MAC address tracking is a good simple way to get an approximate number of people: it's very easy to install, it requires only a WiFi antenna, and the data is easy to translate into a count. However, there are privacy and legal concerns which have prompted phone vendors to obfuscate this data. And there can easily be zero (or more than one) broadcasted MAC address per human, even when filtering by OUI.
Retailers have been using specialized "people count" technology like infrared break-beams, thermal cameras, and CCTV+CV systems for a long time. CCTV is the most accurate by far, but it's also commonly considered to be an invasive level of surveillance (and rightly so). It's also not particularly accurate in adverse situations. At Density, we looked at (and tried) many of these technologies - but ultimately found them lacking because they were either too invasive or too inaccurate.

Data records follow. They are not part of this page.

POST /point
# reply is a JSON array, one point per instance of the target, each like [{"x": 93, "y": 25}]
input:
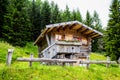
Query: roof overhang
[{"x": 73, "y": 25}]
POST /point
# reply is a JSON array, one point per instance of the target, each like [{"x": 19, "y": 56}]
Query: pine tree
[
  {"x": 3, "y": 11},
  {"x": 88, "y": 20},
  {"x": 97, "y": 43},
  {"x": 45, "y": 14},
  {"x": 79, "y": 16},
  {"x": 112, "y": 36},
  {"x": 55, "y": 13},
  {"x": 66, "y": 14},
  {"x": 35, "y": 18},
  {"x": 17, "y": 24}
]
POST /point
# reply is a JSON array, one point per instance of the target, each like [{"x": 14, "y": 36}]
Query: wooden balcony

The device we've built uses a lower-resolution depth-only sensor because it can return extremely accurate results, without having the capability for facial recognition or other analysis techniques that are harmful to privacy. So far the technology is working very well - with an algorithm based on a deep-learning "human classifier" we're seeing accuracy above 99% in many of our deployments.

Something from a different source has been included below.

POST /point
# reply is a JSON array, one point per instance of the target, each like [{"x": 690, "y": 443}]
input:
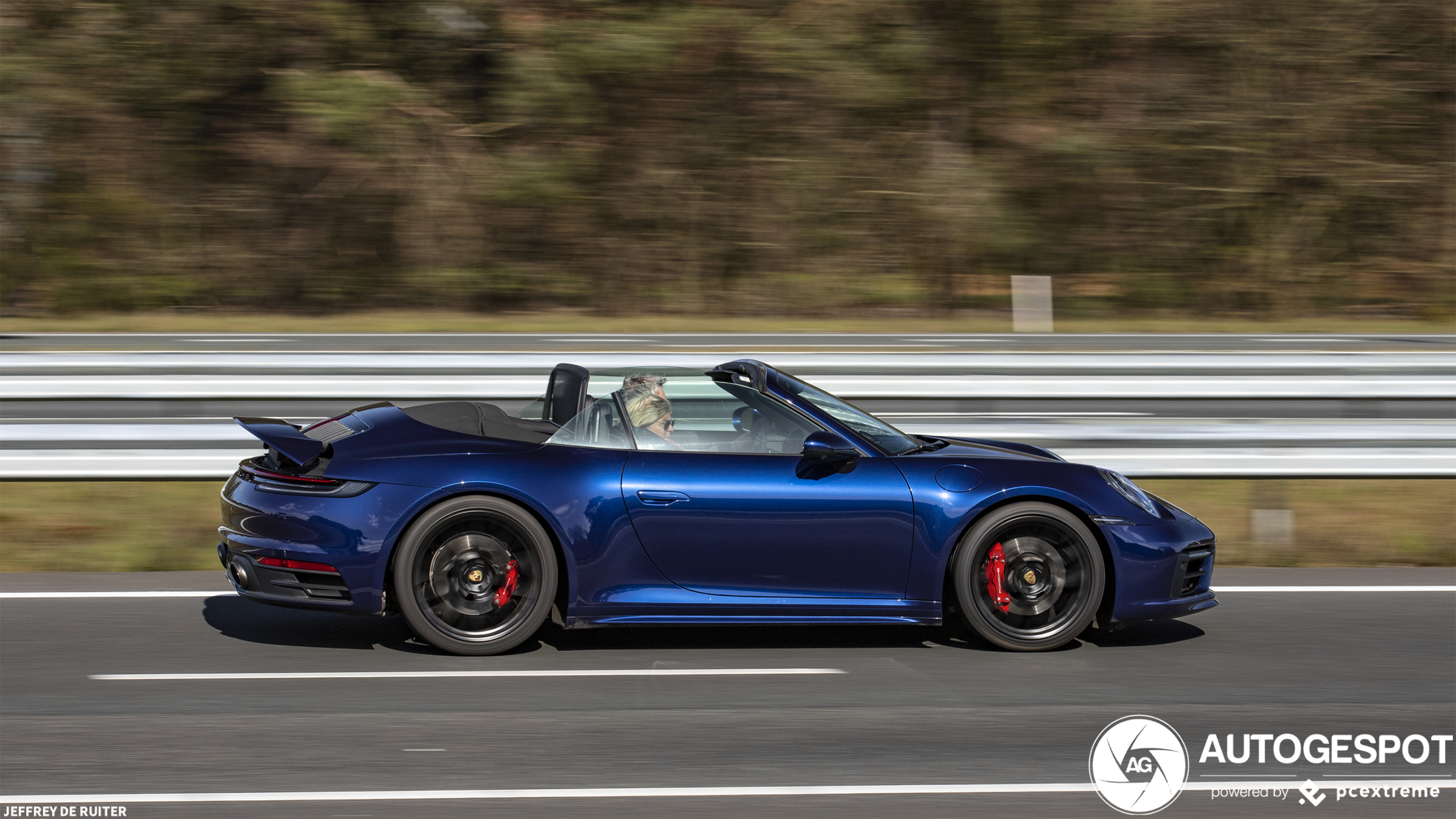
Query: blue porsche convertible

Here's a cool (and in-progress, excuse our dust) summary of some issues that the technology has to navigate: https://faq.density.io/algo/
We've switched from a mobile phone MAC address based location analytics people counter system(I believe founded by someone who worked on Google Analytics) to a stereo camera based system(bellwether).
We switched as our original provider's business model shifted(I believe in part due to the change in MAC addressing by telecom providers?).

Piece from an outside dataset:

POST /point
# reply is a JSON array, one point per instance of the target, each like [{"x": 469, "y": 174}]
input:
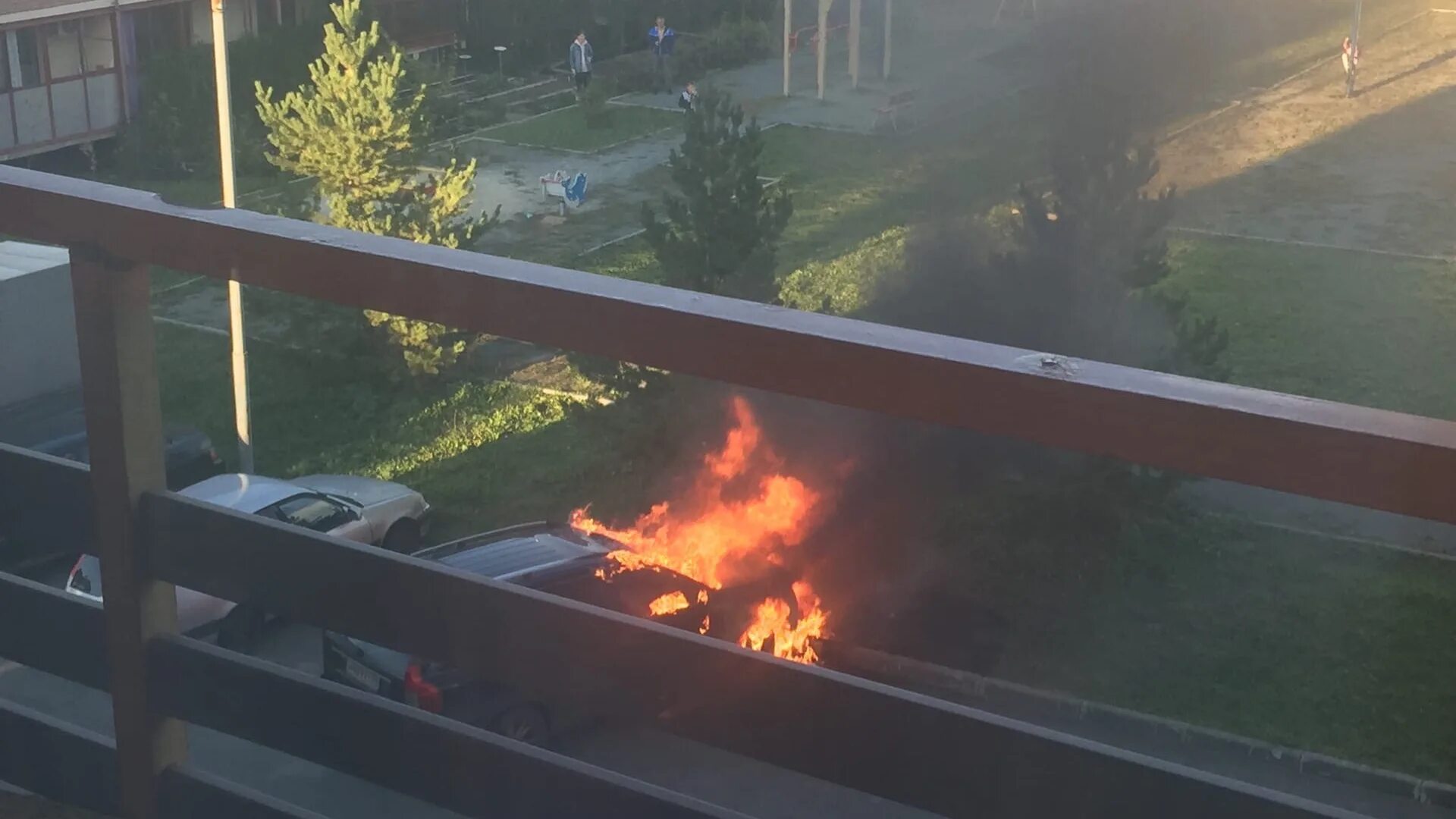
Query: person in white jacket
[{"x": 580, "y": 60}]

We believe strongly in personal freedom and personal data security.
But we are scratching our head as far as what we can do to ethically and affordably better understand and serve our customers in an integrated(digital & meatspace) way.
I'm not sure if our product would be able to meet your needs right away, but reach out to firstname.lastname@example.org if you'd like more information about what we have.
Hint: You need more than just 1 antenna ;)
Also the MAC address is obfuscated until a device fully connects to an access point.
Disclaimer: I may or may not have worked on such a system before.
Fully open source MIT Licensed project that does it nicely by the look of it:
The depth map you provide doesn't contain the full output of the sensor, but how is that any different than using cameras but not passing the data up any higher?
If you look at this video:
https://www.youtube.com/watch?v=YOKMx7EDVys you can see the kind of image that Density has access to, though their depth map they show is only what's on the left side.
Within spec, the algorithm does well tracking 8+ people at a time, and even when a line of people extends through a doorway we usually don't have to track more than that.
I was thinking more in terms of lidar tracking of people. It's been around for nearly a decade and works quite well.
Distance - I'd imagine that the distance from the top of a door frame to the top of the head of the average shopper is roughly equivalent to the distance from the Soli device to someone's hands.
Software - The Soli hardware streams radar contacts to software trained to separate and classify them, not too unlike the approach that Density is already using.
Benefits over a CV approach might come in power usage and lower complexity in the contact classification software.
The hard thing about that approach might be handling conflicting signals and determining a "source of truth" in adverse situations. Generally speaking, there are variables in the real world that will trip up any given strategy (even if you were to station a human at each doorway with a hand counter). And while nothing can count perfectly 100% of the time, the difficulty is in finding an affordable strategy that will be really close or perfect most of the time.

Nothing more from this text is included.